Selecting the right database in Amazon Web Service(AWS)
Deciding on the database to use for our application or workload can be very tricky. Since I join AWS Community Builder, I spend at least 1 hour every day exploring AWS based on use cases. Amazon Web Service(AWS) provides several options for databases; we can be confused about the right one to choose. This article is a documentation of what I learned and the resources I used in understanding the various databases in AWS and how to decide when to use them. I hope it will be of value to you. I will like to have feedback on what you think I should add or remove or improve on as I continue exploring AWS and other cloud services.
There are a lot of criteria that could help us in selecting the right database in AWS. To make it easier, I summarize it into the following 4 criteria
- Type of Data
- Size of Data
- Structure or Shape of Data
- Activities that will be done on the Data
Now that we have an idea of the criteria we can use to select the right database, let us dive into each of these databases.

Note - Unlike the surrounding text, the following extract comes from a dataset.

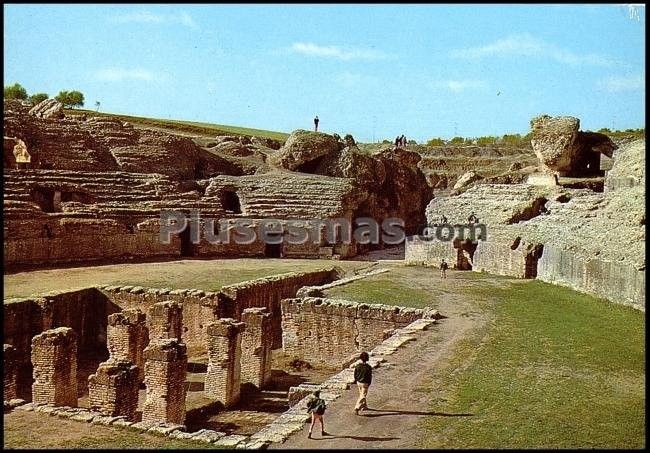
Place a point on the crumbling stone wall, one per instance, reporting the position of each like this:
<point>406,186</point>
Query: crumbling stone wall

All databases in AWS are known to have the following properties
- fully managed by AWS
- scalable; that is, increase and decrease based on demand
- highly available; that is, the databases are guaranteed to be always up
Amazon Relational Database Service(RDS)
Amazon RDS is not a database itself but is used to set up, operate, and scale relational databases in the cloud. It enables us to provision Amazon Aurora, PostgreSQL, MySQL, MariaDB, Oracle Database, and SQL Server. It is like an administrator for these databases. It automates failover, backups, restore, disaster recovery, access management, encryption, security, monitoring, and performance optimization. It has two major backup solutions which are automated backups and manual snapshots. It has a maximum of 5 replicas. Its replicas can be multi-availability zone replica, cross-region replicas, and read replicas. But the resources aren’t replicated across AWS Regions by default except you set it specifically.
When to use Amazon Relational Database Service(RDS)
- If we need to use any of these six databases Amazon Aurora, PostgreSQL, MySQL, MariaDB, Oracle Database, and SQL Server.
Pricing
Amazon Relational Database Services(RDS) pricing depends on either we are using it On-Demand or Reserved Instances.
Official Resources
Other Resources
- AWS Certified Solutions Architect — Associate 2020 (6:23:16–7:00:11)
- Amazon Relational Database Service (Amazon RDS) by Vlad Vlasceanu
- Amazon Relational Database Service (RDS) (DAT302) by Brian Welcker
Amazon Aurora
Amazon Aurora has MySQL and PostgreSQL compatibility; it is five times faster than standard MySQL and three times faster than standard PostgreSQL database. Amazon Aurora is 90% cheaper than standard MySQL and PostgreSQL databases. It has a maximum size of 128 TB. Amazon Aurora defines a scaling policy of a maximum of 15 Aurora Replicas. Aurora Backup and Failover are automatic. Amazon Aurora supports cross-region replication. Aurora MySQL DB Cluster and PostgreSQL are created using the Amazon Relation Database Service console. Aurora Serverless gives Amazon Aurora the ability to automatically scale up, scale down, start up, and shut down(auto-scaling).
When to use Amazon Aurora
Aurora Serverless is best used when you are building an application that is not frequently used, building a new application, building an application with varying and unpredictable workloads.
Pricing
Amazon Aurora Pricing is based on either we select the MySQL edition or the PostgreSQL edition. Aurora Serverless is charged based on Aurora Capacity Unit(ACU)
Official Resources
Other Resources
- Amazon Aurora Introduction
- AWS re:Invent 2019: [REPEAT] Amazon Aurora storage demystified: How it all works (DAT309-R) by Murali Brahmadesa and Tobias Ternström
- Amazon Aurora Global Database Deep Dive by Aditya Samant
- AWS Certified Solutions Architect — Associate 2020 (7:02:14–7:06:56)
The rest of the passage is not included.